How would you describe the Port Wing Plein Air Festival?

The Port Wing Plein Air Festival draws artists from around the Midwest. Every night there is a reception for the artists where everyone shares their experiences of the day spent painting. There is an exhibition and they hire a juror and have awards and peoples choice too. That said, it is not ‘billed’ as a competition, it is a celebration of plein air, and that spirit permeates the artist gatherings.

What kind of conversations have you had about plein air painting in your Studio Coffee group?

In studio coffee, we often talk about ways of painting and how to get out of the studio. Over the years, I shared my experiences in Port Wing as part of these conversations and I think that encouraged others to check it out!

Can you talk a bit about how members of Studio Coffee joined you up at the plein air event? What was that like?

This was interesting and a complete surprise! A month ahead of the festival, several members of studio coffee approached me about going – what a great surprise! They shared that they had reserved rooms at a hotel in Herbster, WI, and some others decided to camp. It was so nice to see familiar faces up there and share that experience. We all met up in the evenings, and for lunch to share what we had created. It was a supportive atmosphere – lots of artists sharing their perspectives, techniques, and camaraderie. It is hard not to enjoy the outdoors and the views of Lake Superior, the place is very inspiring.

I think it is important to try things that challenge your way of making and seeing art.

Neil Johnston

What is it about plein air painting that you’re drawn to?

I think it is the sense of moving through an environment – looking closely at how the landscape folds in to the distance.
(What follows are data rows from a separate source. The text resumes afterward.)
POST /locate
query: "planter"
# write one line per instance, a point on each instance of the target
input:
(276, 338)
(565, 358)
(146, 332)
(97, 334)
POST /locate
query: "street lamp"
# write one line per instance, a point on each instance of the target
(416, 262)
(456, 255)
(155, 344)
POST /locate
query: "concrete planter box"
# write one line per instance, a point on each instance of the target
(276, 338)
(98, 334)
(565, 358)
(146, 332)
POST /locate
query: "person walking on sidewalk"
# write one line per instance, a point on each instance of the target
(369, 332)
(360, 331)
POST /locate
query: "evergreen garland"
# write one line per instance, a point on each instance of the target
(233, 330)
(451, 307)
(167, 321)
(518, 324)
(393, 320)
I become so aware of depth and light. It is a great challenge for me to move from my studio where I paint mostly conceptually and abstract, to a natural environment. Each time I paint, I can see how these two modes of working are more similar than different. The inclusion of plein air experiences has been a real source of inspiration for me. 

Any final thoughts?

I think it is important to try things that challenge your way of making and seeing art. The way we think about traditions can sometimes turn into rules, and I think that only really serves to restrict creativity. Before I started, I saw plein air as a tradition-rich artform, and it is, but I think that is really what kept me from trying it. I thought I didn’t know the rules, that there is no way my art would fit in – I am not a plein air painter, am I? Well, I’ve learned that I just needed to start, and not to worry so much – just make my stuff and let the new experience guide me.